Killaq Enuaraq-Strauss is a Canadian activist of Inuit and Jewish heritage.

==Personal life==
Enuaraq-Strauss was born and raised in Iqaluit, Nunavut, the daughter of an Inuk mother, Susan Enuaraq, and a Jewish father. Her mother's niece, Sula Arreak and Sula's two daughters, Alexandra and Aliyah Degrasse, were murdered in Iqaluit in 2011. Hours after the discovery of the murder, Sula's husband, Sylvain Degrasse, was found dead by gunshot in a local cemetery.

Growing up, Enuaraq-Strauss was the only child in her class with mixed Jewish and Inuit heritage. As a teenager, Enuaraq-Strauss moved to British Columbia to attend a boarding school. While in British Columbia, Enuaraq-Strauss began to reconnect with her Jewish heritage, attending synagogue and learning more about the laws of kashrut. She began to keep kosher and fast on Yom Kippur.

==Activism==
Enuaraq-Strauss has argued that seal meat can be considered kosher. Citing the principle of "pikuach nefesh", she claims that it is acceptable for Inuit Jews to consume seal meat given that it is necessary for the survival of Inuit living in the Arctic. An advocate for environmental sustainability, she has emphasized the shared value within both Inuit and Jewish culture to treat animals humanely. Seals are traditionally considered non-kosher animals because water animals have to have scales to be considered kosher and kosher land animals must have split hooves and must chew their cud.
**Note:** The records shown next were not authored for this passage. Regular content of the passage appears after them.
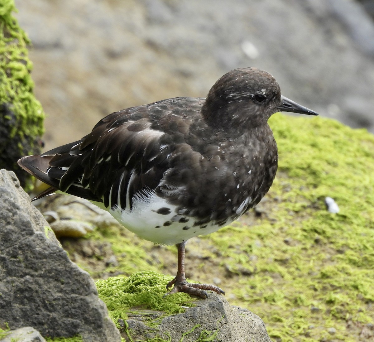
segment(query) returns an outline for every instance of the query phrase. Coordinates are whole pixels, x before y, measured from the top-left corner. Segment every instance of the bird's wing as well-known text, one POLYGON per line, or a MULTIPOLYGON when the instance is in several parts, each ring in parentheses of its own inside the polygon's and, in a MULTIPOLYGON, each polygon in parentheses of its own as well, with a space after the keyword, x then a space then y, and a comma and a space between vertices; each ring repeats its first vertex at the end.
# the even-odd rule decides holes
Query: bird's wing
POLYGON ((159 184, 201 103, 176 98, 116 112, 80 140, 18 164, 64 192, 131 208, 135 193, 146 196, 159 184))

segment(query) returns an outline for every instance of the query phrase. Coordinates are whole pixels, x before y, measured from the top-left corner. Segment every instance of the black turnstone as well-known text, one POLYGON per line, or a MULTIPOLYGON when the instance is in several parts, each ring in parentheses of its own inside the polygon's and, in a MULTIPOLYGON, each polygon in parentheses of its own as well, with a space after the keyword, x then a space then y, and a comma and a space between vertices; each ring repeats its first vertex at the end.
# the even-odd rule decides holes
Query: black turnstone
POLYGON ((242 68, 223 76, 206 98, 176 97, 116 112, 89 134, 18 164, 51 187, 101 205, 155 243, 176 244, 172 293, 206 298, 212 285, 188 283, 189 239, 215 232, 255 205, 276 172, 274 113, 315 112, 282 96, 266 71, 242 68))

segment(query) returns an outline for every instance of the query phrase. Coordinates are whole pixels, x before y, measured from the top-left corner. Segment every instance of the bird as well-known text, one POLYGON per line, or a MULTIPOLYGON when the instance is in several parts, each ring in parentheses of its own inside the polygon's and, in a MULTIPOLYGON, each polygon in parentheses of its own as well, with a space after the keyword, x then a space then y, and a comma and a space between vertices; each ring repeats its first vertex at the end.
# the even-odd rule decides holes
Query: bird
POLYGON ((207 290, 224 292, 187 282, 186 242, 229 224, 267 192, 278 163, 267 121, 280 111, 318 115, 282 95, 270 74, 242 67, 222 76, 206 98, 115 112, 80 140, 18 164, 50 186, 34 199, 57 190, 85 198, 140 237, 176 245, 177 273, 165 295, 206 298, 207 290))

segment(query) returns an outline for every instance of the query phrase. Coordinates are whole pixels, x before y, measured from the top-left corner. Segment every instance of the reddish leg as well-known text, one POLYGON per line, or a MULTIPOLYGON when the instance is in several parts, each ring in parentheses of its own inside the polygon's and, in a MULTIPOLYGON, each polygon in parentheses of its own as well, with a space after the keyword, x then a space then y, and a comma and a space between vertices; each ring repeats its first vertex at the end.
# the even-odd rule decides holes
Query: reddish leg
POLYGON ((205 284, 191 284, 186 281, 184 273, 184 247, 186 242, 185 241, 177 244, 178 249, 178 269, 175 277, 166 285, 167 289, 173 284, 174 287, 165 296, 180 292, 185 292, 191 296, 197 296, 202 298, 206 298, 208 295, 204 291, 205 290, 210 290, 219 294, 224 294, 225 293, 218 286, 205 284))

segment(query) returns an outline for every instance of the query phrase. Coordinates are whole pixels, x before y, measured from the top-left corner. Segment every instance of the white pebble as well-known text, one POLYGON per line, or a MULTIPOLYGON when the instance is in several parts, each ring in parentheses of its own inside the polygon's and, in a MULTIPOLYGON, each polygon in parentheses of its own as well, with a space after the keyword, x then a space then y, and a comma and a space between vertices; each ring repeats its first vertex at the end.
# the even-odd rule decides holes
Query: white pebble
POLYGON ((326 197, 325 199, 325 203, 326 203, 327 210, 330 213, 336 214, 339 212, 339 207, 336 202, 331 197, 326 197))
In 2014, Enuaraq-Strauss began an online "#Sealfies" campaign against Ellen DeGeneres. A fan of the Ellen Show, Enuaraq-Strauss started the campaign to educate DeGeneres on Inuit and Indigenous cultural traditions after DeGeneres endorsed People for the Ethical Treatment of Animals (PETA) campaign against seal hunting. Supporters of the #Sealfies hashtag campaign posted photographs of themselves wearing clothing and boots made from seal fur and sealskin.
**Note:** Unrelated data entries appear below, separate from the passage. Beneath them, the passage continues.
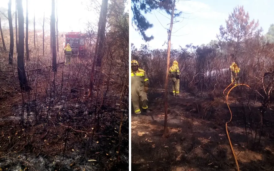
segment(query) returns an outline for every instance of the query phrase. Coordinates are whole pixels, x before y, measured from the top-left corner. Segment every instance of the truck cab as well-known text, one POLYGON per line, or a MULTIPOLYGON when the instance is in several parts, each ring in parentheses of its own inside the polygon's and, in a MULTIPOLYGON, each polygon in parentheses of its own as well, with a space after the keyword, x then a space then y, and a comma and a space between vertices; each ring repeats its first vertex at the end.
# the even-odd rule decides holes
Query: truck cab
POLYGON ((79 32, 68 32, 65 34, 64 46, 64 48, 69 43, 72 49, 73 55, 83 56, 85 49, 86 37, 79 32))

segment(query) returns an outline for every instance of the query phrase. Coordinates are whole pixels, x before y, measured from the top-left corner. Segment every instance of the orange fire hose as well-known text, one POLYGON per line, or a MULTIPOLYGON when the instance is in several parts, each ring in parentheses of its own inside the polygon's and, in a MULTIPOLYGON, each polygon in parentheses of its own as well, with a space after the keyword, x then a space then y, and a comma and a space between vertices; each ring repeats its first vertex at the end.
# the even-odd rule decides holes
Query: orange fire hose
MULTIPOLYGON (((228 87, 229 87, 232 83, 234 82, 234 80, 233 80, 233 81, 229 85, 229 86, 228 86, 228 87, 223 90, 223 94, 224 94, 224 91, 226 90, 228 87)), ((239 167, 239 164, 238 164, 238 161, 237 161, 237 158, 236 157, 236 155, 235 154, 235 152, 234 151, 234 150, 233 149, 233 147, 232 147, 232 144, 231 143, 231 141, 230 141, 230 138, 229 137, 229 135, 228 134, 228 123, 229 123, 231 121, 231 120, 232 119, 232 112, 231 112, 231 110, 230 110, 230 108, 229 107, 229 105, 228 105, 228 95, 229 94, 229 93, 230 92, 230 91, 234 89, 234 88, 236 87, 236 86, 245 86, 248 87, 249 88, 250 88, 250 87, 249 86, 245 84, 236 84, 236 85, 233 86, 232 88, 230 89, 228 91, 228 94, 227 95, 227 98, 226 98, 226 101, 227 101, 227 104, 228 105, 228 109, 229 110, 229 112, 230 112, 230 115, 231 116, 230 117, 230 120, 229 120, 229 121, 228 122, 227 122, 225 123, 225 129, 227 132, 227 135, 228 136, 228 141, 229 142, 229 145, 230 146, 230 149, 231 150, 231 151, 232 151, 232 154, 233 155, 233 156, 234 157, 234 159, 235 160, 235 162, 236 163, 236 165, 237 167, 237 171, 240 171, 240 168, 239 167)))

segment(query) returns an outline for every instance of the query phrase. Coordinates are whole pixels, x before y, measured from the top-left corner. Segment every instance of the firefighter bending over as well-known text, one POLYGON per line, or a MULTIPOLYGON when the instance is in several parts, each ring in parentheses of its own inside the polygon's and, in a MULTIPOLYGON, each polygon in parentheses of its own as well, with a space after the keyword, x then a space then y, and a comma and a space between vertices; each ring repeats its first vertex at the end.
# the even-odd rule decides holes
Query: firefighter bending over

In 2018, Enuaraq-Strauss and her mother Susan testified at Canada's National Inquiry into Missing and Murdered Indigenous Women, part of a wider investigation into Missing and Murdered Indigenous Women and Girls, when hearings were held in Rankin Inlet, Nunavut, providing testimony regarding the murder of their niece / cousin Sula Arreak.